1) Quelles inquiétudes sur Wall Street?
Premier indicateur d'alerte pour la Bourse américaine: les entreprises vont moins bien et les milieux d'affaire sont inquiets. Dans l'industrie, l'indice de confiance des directeurs d'achat a chuté à un niveau qui n'est habituellement observé qu'à la veille d'une récession. Ces derniers sont particulièrement préoccupés par l'effondrement de leurs commandes venant de l'étranger. En plus, avec la concurrence des pays asiatiques, les entreprises doivent baisse leurs prix et rogner sur leurs marges.

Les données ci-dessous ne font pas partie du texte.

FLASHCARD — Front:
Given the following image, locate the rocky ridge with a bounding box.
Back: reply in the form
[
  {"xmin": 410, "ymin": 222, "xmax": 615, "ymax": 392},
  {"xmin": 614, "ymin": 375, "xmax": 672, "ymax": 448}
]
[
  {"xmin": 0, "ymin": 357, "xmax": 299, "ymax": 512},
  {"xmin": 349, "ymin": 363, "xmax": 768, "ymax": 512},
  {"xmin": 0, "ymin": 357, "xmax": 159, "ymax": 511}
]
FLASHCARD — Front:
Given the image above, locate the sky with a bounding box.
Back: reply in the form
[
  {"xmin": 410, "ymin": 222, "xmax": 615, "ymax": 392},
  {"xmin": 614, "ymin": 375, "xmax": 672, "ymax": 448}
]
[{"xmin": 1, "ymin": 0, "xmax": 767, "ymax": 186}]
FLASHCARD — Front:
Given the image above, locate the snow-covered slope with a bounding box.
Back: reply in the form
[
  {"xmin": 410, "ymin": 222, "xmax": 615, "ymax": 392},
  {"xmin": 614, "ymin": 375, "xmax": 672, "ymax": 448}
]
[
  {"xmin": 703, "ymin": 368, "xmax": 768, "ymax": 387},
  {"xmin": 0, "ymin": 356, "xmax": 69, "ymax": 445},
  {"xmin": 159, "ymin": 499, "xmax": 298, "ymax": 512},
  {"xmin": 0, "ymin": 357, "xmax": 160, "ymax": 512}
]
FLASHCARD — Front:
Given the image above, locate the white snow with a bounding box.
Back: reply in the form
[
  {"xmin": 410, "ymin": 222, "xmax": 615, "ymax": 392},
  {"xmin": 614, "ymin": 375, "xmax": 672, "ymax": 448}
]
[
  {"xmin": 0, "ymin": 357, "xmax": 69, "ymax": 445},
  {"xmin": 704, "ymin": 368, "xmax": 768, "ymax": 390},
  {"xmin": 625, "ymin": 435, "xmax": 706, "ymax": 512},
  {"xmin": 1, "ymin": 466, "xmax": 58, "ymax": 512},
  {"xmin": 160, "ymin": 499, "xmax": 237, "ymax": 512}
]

Résultat, selon les prévisions recueillies auprès des analystes financiers par le bureau d'étude IBES, les profits des 500 premières entreprises américaines auraient déjà enregistré en recul de 0,5% en 1998. La première année de baisse des profits depuis la récession du début de la décennie. Et les analystes sont probablement trop optimistes sur le rebond de 1999. "Nous nous attendons à ce que la croissance des profits s'établisse entre 5% et 7%, confie Joseph Abbott, directeur des études chez IBES, bien en dessous des 17% de croissance attendus par les analystes."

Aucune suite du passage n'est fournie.